Hi there!! New to the forum, nice place!! My sister has a 98 Explorer with the 4.0 OHV and automatic. Long, VERY long story short, I had to overhaul the engine. I fired it back up and was greeted by a plethora of tranny codes and dead o2 sensors. (I broke the rear one during the operation, so I expected the rear one to be dead...) I cleaned the tranny harness well and replaced a damaged connector and now it shifts fine. Then I bought two new sensors. But the sensors remain dead. My scanner says 0 volts. It also displays "-100%" for the pair, I don't know what this means. I ran it to operating temp, unplugged a sensor and checked for the 17 to 87 mA they should generate. Nada. No change in engine's running. I checked the vehicle side, no resistance between ground wire and vehicle ground, infinite resistance from signal wire to ground, and 14 volts on the heater wires. I don't know where to go from here.....

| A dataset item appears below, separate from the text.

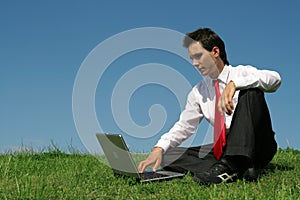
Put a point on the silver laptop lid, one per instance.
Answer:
(117, 154)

Not sure where you got the milliamp rating from, but an easier read is in volts. >2VDC being very lean and .9 VDC being rich. It should generate .45 VDC when running under ideal conditions. Red-Black should be the signal back to the PCM, try getting a read off of it to ground while the engine is running at temperature. Some frown on it, but I'll take a pin and stick it in the wire and alligator clip it to the positive terminal on my meter and take the negative to a good body ground.
Yup, you're right, I meant volts, but isn't the sensor supposed to generate that voltage from nothing? Meaning with the engine running, I should be able to unplug the sensor and get .7 volts or so, right? But I got nothing. Also, someone told me that it could be a vacuum leak. Does that sound right?
I called a mechanic today and he said to check the fuel pressure. He said the regulator may be over-pressurizing the system. What do y'all think?
Well, I wouldn't tell a paid professional he's wrong, since I consider myself somewhat of an amateur in the automotive department, but I would ask him to prove that theory to me. If the regulator was over pressurizing, the engine should be burning rich which would increase the signal, not take it to zero. I would still see what signal you have while it's active and in the system by reading the signal going back to the PCM. If the heater is working and you have a solid ground and it doesn't send a signal to the PCM, I'd say you have a faulty O2 sensor. I'd take the reading as close to the sensor as possible to rule out wire breakage.
I checked the fuel pressure, it hovers at 28 PSI. The Haynes manual said it should be 30-40. It also said to remove the vacuum line from the regulator and it should jump to 40-50, and it came up to about 38. I plan on replacing it tonight, and see what happens. I checked for vacuum in the power brake booster hose and it read around 20 inches of mercury. Is that a good place to test?